La différence centrale entre les deux histoires est que le passager conradien (celui qui partage secrètement, dans le titre anglais, le Sharer) semble plutôt un double du capitaine inquiet, alors que le jeune Mano est le véritable « autre qui menace nos côtes et nos frontières. »

 

Là où le film est spécialement beau – et rejoint Conrad – c’est que « l’autre » est justement celui qui donne l’occasion au navigateur de se révéler à lui-même et à ceux qu’il aime.
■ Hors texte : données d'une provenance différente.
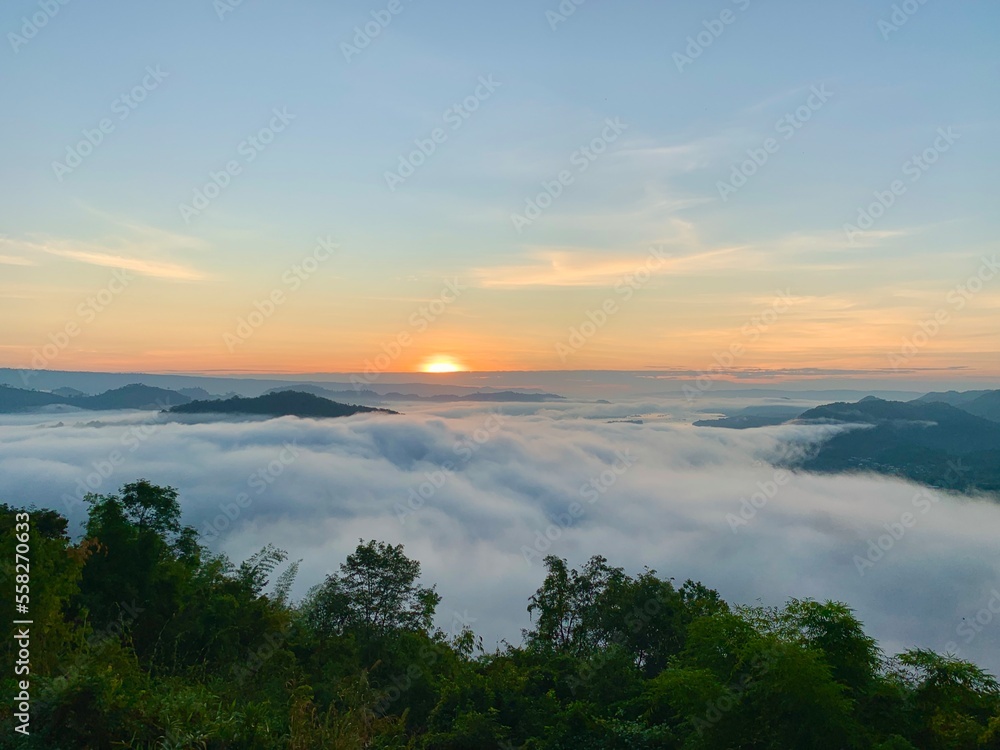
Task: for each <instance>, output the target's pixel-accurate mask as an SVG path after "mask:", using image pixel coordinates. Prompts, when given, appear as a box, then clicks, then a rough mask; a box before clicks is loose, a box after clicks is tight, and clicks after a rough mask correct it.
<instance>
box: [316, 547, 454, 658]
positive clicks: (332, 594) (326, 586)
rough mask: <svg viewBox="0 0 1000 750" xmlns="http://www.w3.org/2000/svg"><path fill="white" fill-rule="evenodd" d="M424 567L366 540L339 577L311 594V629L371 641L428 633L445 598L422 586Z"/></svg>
mask: <svg viewBox="0 0 1000 750" xmlns="http://www.w3.org/2000/svg"><path fill="white" fill-rule="evenodd" d="M419 577H420V563H419V562H417V561H416V560H410V559H409V558H408V557H407V556H406V555H405V554H404V553H403V545H401V544H398V545H396V546H392V545H389V544H386V543H385V542H376V541H374V540H372V541H370V542H368V543H365V541H364V540H363V539H362V540H360V543H359V544H358V547H357V549H356V550H355V551H354V552H353V553H352V554H350V555H348V556H347V560H346V561H345V562H343V563H341V565H340V570H339V572H338V573H334V574H331V575H329V576H327V578H326V580H325V581H324V582H323V583H322V584H320V585H319V586H317V587H315V588H314V589H313V590H312V591H310V593H309V597H308V599H307V602H306V604H305V610H306V612H307V617H308V620H309V622H310V623H311V625H312V626H313V627H314V628H315V629H316V631H317V633H319V634H321V635H327V636H328V635H331V634H333V633H341V632H344V631H348V630H349V631H352V632H354V633H356V634H358V635H359V636H361V638H362V639H363V640H371V639H375V638H379V637H382V636H386V635H389V634H391V633H393V632H398V631H427V630H429V629H430V627H431V624H432V622H433V619H434V611H435V609H436V608H437V605H438V602H440V600H441V597H440V596H438V594H437V593H436V592H435V591H434V587H433V586H432V587H431V588H426V587H424V586H419V585H417V583H416V581H417V579H418V578H419Z"/></svg>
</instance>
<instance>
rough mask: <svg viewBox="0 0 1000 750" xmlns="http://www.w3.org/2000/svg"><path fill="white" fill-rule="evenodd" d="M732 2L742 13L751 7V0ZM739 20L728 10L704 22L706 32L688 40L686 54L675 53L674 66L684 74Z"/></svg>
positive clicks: (732, 1)
mask: <svg viewBox="0 0 1000 750" xmlns="http://www.w3.org/2000/svg"><path fill="white" fill-rule="evenodd" d="M731 1H732V3H733V5H735V6H737V7H738V8H739V10H740V12H741V13H742V12H744V11H745V10H746V9H747V8H749V7H750V0H731ZM738 18H739V16H738V15H736V13H734V12H733V11H732V10H730V9H729V8H726V9H725V10H723V11H722V12H721V13H719V16H718V18H710V19H706V20H704V21H702V23H701V25H702V26H704V27H705V28H704V30H703V31H699V32H698V33H697V34H695V35H694V36H689V37H688V38H687V40H686V41H687V46H686V47H685V48H684V53H683V54H682V53H680V52H674V56H673V60H674V65H676V66H677V71H678V72H680V73H683V72H684V68H686V67H688V66H689V65H691V64H692V63H693V62H694V61H695V60H697V59H698V58H699V57H701V56H702V54H703V53H704V52H705V50H706V49H708V48H709V47H711V46H712V45H713V44H714V43H715V40H716V39H718V38H719V37H720V36H722V35H723V34H724V33H725V31H726V28H728V27H729V26H731V25H732V24H734V23H736V19H738Z"/></svg>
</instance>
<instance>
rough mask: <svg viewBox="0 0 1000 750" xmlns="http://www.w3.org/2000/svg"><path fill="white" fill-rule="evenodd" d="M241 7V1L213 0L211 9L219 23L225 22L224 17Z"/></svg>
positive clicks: (242, 3)
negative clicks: (240, 6)
mask: <svg viewBox="0 0 1000 750" xmlns="http://www.w3.org/2000/svg"><path fill="white" fill-rule="evenodd" d="M241 5H243V0H213V1H212V7H213V8H214V9H215V15H216V16H218V18H219V20H220V21H225V20H226V16H228V15H229V14H230V13H232V12H233V11H234V10H236V9H237V8H239V7H240V6H241Z"/></svg>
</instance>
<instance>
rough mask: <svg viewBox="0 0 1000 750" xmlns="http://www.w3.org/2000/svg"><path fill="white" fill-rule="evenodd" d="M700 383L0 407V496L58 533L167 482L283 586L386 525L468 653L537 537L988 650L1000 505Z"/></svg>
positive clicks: (233, 548) (592, 552)
mask: <svg viewBox="0 0 1000 750" xmlns="http://www.w3.org/2000/svg"><path fill="white" fill-rule="evenodd" d="M713 397H714V396H713V395H712V394H709V395H708V396H706V397H705V402H704V403H702V402H697V403H691V402H689V401H688V400H687V399H685V398H683V397H646V398H634V399H631V400H625V401H615V402H614V403H594V402H593V401H574V400H566V401H560V402H555V403H494V404H490V403H461V404H454V403H438V404H428V403H422V402H414V403H394V404H393V408H394V409H398V410H399V411H401V412H403V413H402V414H399V415H386V414H376V415H368V414H364V415H357V416H353V417H349V418H343V419H329V420H314V419H299V418H295V417H282V418H276V419H267V418H253V419H227V420H222V421H220V420H218V419H208V418H202V417H199V416H196V415H183V416H182V415H165V414H161V413H157V412H149V411H146V412H142V411H139V412H136V411H105V412H100V413H94V412H87V411H80V410H74V409H50V410H49V411H47V412H44V413H38V412H36V413H29V414H3V415H0V499H2V500H3V501H5V502H8V503H12V504H16V505H24V506H27V505H31V504H34V505H37V506H38V507H40V508H44V507H48V508H52V509H54V510H57V511H59V512H60V513H63V514H65V515H66V516H67V517H68V518H69V519H70V531H71V533H73V534H78V533H80V529H81V527H80V522H81V520H82V519H83V518H84V517H85V511H86V504H85V503H84V502H83V501H82V499H81V498H82V495H83V492H84V491H85V490H86V491H94V492H98V493H110V492H114V491H115V490H117V489H118V488H119V487H120V486H121V485H123V484H124V483H126V482H130V481H134V480H135V479H138V478H140V477H143V478H147V479H149V480H150V481H152V482H154V483H156V484H161V485H171V486H174V487H176V488H177V489H178V490H179V492H180V501H181V506H182V509H183V513H184V518H183V521H184V522H185V523H187V524H190V525H192V526H194V527H195V528H196V529H197V530H198V531H199V532H200V533H201V536H202V541H203V543H205V544H207V545H208V547H209V548H210V549H212V550H214V551H220V552H225V553H227V554H228V555H229V556H230V557H232V558H233V559H235V560H242V559H245V558H247V557H248V556H250V555H251V554H253V553H254V552H256V551H257V550H259V549H260V548H261V547H263V546H264V545H266V544H268V543H273V544H275V545H277V546H278V547H281V548H283V549H285V550H288V551H289V553H290V558H291V559H292V560H296V559H299V558H301V559H302V565H301V568H300V571H299V575H298V580H297V583H296V586H295V588H294V589H293V594H294V595H295V596H296V597H298V596H302V595H303V594H305V591H306V589H307V588H308V587H309V586H311V585H313V584H315V583H318V582H319V581H320V580H321V579H322V578H323V576H324V575H326V574H327V573H329V572H331V571H332V570H334V569H336V568H337V566H338V565H339V564H340V563H341V562H342V561H343V559H344V558H345V556H346V555H347V554H348V553H349V552H351V551H352V550H353V549H354V548H355V547H356V545H357V543H358V540H359V538H363V539H365V540H368V539H373V538H374V539H379V540H382V541H386V542H390V543H393V544H395V543H402V544H404V545H405V548H406V552H407V554H408V555H410V556H411V557H413V558H415V559H417V560H420V561H421V563H422V565H423V575H422V581H423V582H424V583H426V584H428V585H429V584H436V585H437V590H438V592H439V593H440V594H441V596H442V603H441V606H440V607H439V608H438V622H437V624H438V625H439V626H440V627H441V628H442V629H444V630H446V631H449V632H457V631H458V630H460V629H461V627H462V626H463V625H469V626H470V627H472V629H473V630H475V631H476V633H477V634H479V635H482V636H483V638H484V641H485V644H486V646H487V649H488V650H489V649H491V648H493V647H494V646H496V645H497V644H498V643H499V642H501V641H502V640H507V641H510V642H511V643H518V642H520V631H521V628H523V627H527V626H528V624H529V618H528V614H527V612H526V611H525V607H526V605H527V598H528V596H529V595H530V594H531V593H532V592H534V590H535V589H536V588H537V587H538V586H539V585H540V583H541V581H542V579H543V577H544V567H543V565H542V559H543V558H544V556H545V555H548V554H553V555H557V556H560V557H565V558H567V559H568V560H569V562H570V564H571V565H580V564H582V563H583V562H584V561H585V560H586V559H587V558H589V557H590V556H591V555H604V556H605V557H607V558H608V560H609V562H610V563H611V564H613V565H621V566H624V567H625V568H626V569H627V570H629V571H630V572H637V571H641V570H642V568H643V567H644V566H648V567H650V568H653V569H655V570H656V571H658V572H659V573H660V574H661V575H665V576H672V577H674V578H676V579H677V581H678V583H680V582H683V581H684V580H685V579H688V578H691V579H694V580H700V581H702V582H704V583H705V584H706V585H708V586H711V587H714V588H717V589H718V590H719V592H720V593H721V594H722V595H723V596H724V597H725V598H726V599H727V600H729V601H731V602H733V603H743V604H755V603H763V604H765V605H781V604H782V603H784V601H785V600H787V599H788V598H790V597H797V598H806V597H813V598H817V599H835V600H841V601H844V602H846V603H848V604H849V605H850V606H852V607H854V608H855V609H856V610H857V613H858V615H859V617H860V619H861V620H862V622H864V623H865V625H866V627H867V629H868V632H869V633H870V634H871V635H872V636H874V637H875V638H877V639H878V640H879V642H880V645H881V646H882V648H883V649H884V650H885V651H887V652H889V653H894V652H897V651H900V650H902V649H905V648H909V647H912V646H921V647H927V648H931V649H935V650H938V651H952V652H957V653H958V655H959V656H961V657H962V658H966V659H971V660H974V661H976V662H977V663H979V664H981V665H982V666H984V667H985V668H987V669H990V670H992V671H994V672H996V671H998V670H1000V656H998V654H1000V593H997V592H998V590H1000V562H998V561H997V557H996V554H995V550H996V529H997V528H998V527H1000V504H997V503H996V501H995V500H993V499H990V498H989V497H987V496H980V497H972V496H966V495H959V494H957V493H951V492H947V491H943V490H934V489H927V488H924V487H921V486H919V485H916V484H912V483H908V482H904V481H901V480H898V479H893V478H890V477H885V476H875V475H868V474H866V475H845V474H837V475H832V474H830V475H820V474H810V473H804V472H793V471H787V470H785V469H782V468H779V467H777V466H776V465H775V464H779V465H780V464H782V463H783V462H785V461H787V460H788V459H789V458H790V457H794V456H797V455H801V454H803V453H805V452H808V451H810V450H811V449H812V448H814V447H815V446H816V445H817V444H818V443H819V442H820V441H823V440H825V439H828V438H829V437H830V435H831V434H833V433H834V432H837V431H841V430H845V429H863V428H850V427H844V426H838V427H829V426H819V425H781V426H775V427H765V428H761V429H756V430H720V429H711V428H702V427H694V426H692V425H691V422H692V421H693V420H695V419H698V418H703V417H704V416H705V414H704V412H705V411H708V410H709V409H708V404H709V403H710V402H711V400H712V398H713ZM720 398H721V397H720ZM724 400H725V402H726V403H727V405H728V406H733V407H736V406H738V407H745V406H753V405H754V404H758V403H762V402H763V400H762V399H754V398H750V397H744V398H740V399H734V398H728V399H724ZM767 402H768V403H769V404H770V403H774V400H773V399H770V400H768V401H767ZM783 403H786V404H787V403H793V404H796V405H801V406H802V408H807V407H808V406H811V405H814V404H818V403H821V401H820V400H818V399H817V400H815V401H809V400H802V401H794V402H789V401H788V400H785V401H784V402H783Z"/></svg>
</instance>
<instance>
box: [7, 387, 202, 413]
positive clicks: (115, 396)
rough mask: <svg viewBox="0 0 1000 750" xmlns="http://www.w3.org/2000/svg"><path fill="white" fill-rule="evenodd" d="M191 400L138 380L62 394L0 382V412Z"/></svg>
mask: <svg viewBox="0 0 1000 750" xmlns="http://www.w3.org/2000/svg"><path fill="white" fill-rule="evenodd" d="M190 400H191V399H189V398H188V397H187V396H184V395H182V394H180V393H177V392H176V391H168V390H166V389H163V388H152V387H150V386H148V385H139V384H133V385H127V386H125V387H124V388H116V389H115V390H113V391H106V392H105V393H102V394H100V395H97V396H64V395H60V394H57V393H44V392H42V391H30V390H25V389H22V388H12V387H10V386H4V385H0V412H7V413H10V412H25V411H34V410H37V409H41V408H43V407H45V406H51V405H53V404H62V405H65V406H73V407H76V408H77V409H88V410H92V411H110V410H114V409H164V408H169V407H171V406H177V405H178V404H185V403H187V402H188V401H190Z"/></svg>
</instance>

La fable (car c’en est une) va au-delà des évidences bienveillantes sur le « cœur » dont il est bon de faire preuve ; elle nous montre la place de l’autre comme miroir de nous-mêmes ; il est heureux que les auteurs du film n’aient pas forcé le message et le trait en faisant sauver le Blanc par le Noir ; de cette façon ils restent justes et nous laissent avec des sensations plutôt que d’inutiles leçons. Que nous soyons, sur mer ou dans la vie, comme le dit le jeune Mano, « en solitaire mais à deux » (ou plus) cela me semble une notation juste, nécessaire et délivrée ici sans prêchi-prêcha, sobrement malgré le tumulte des vagues.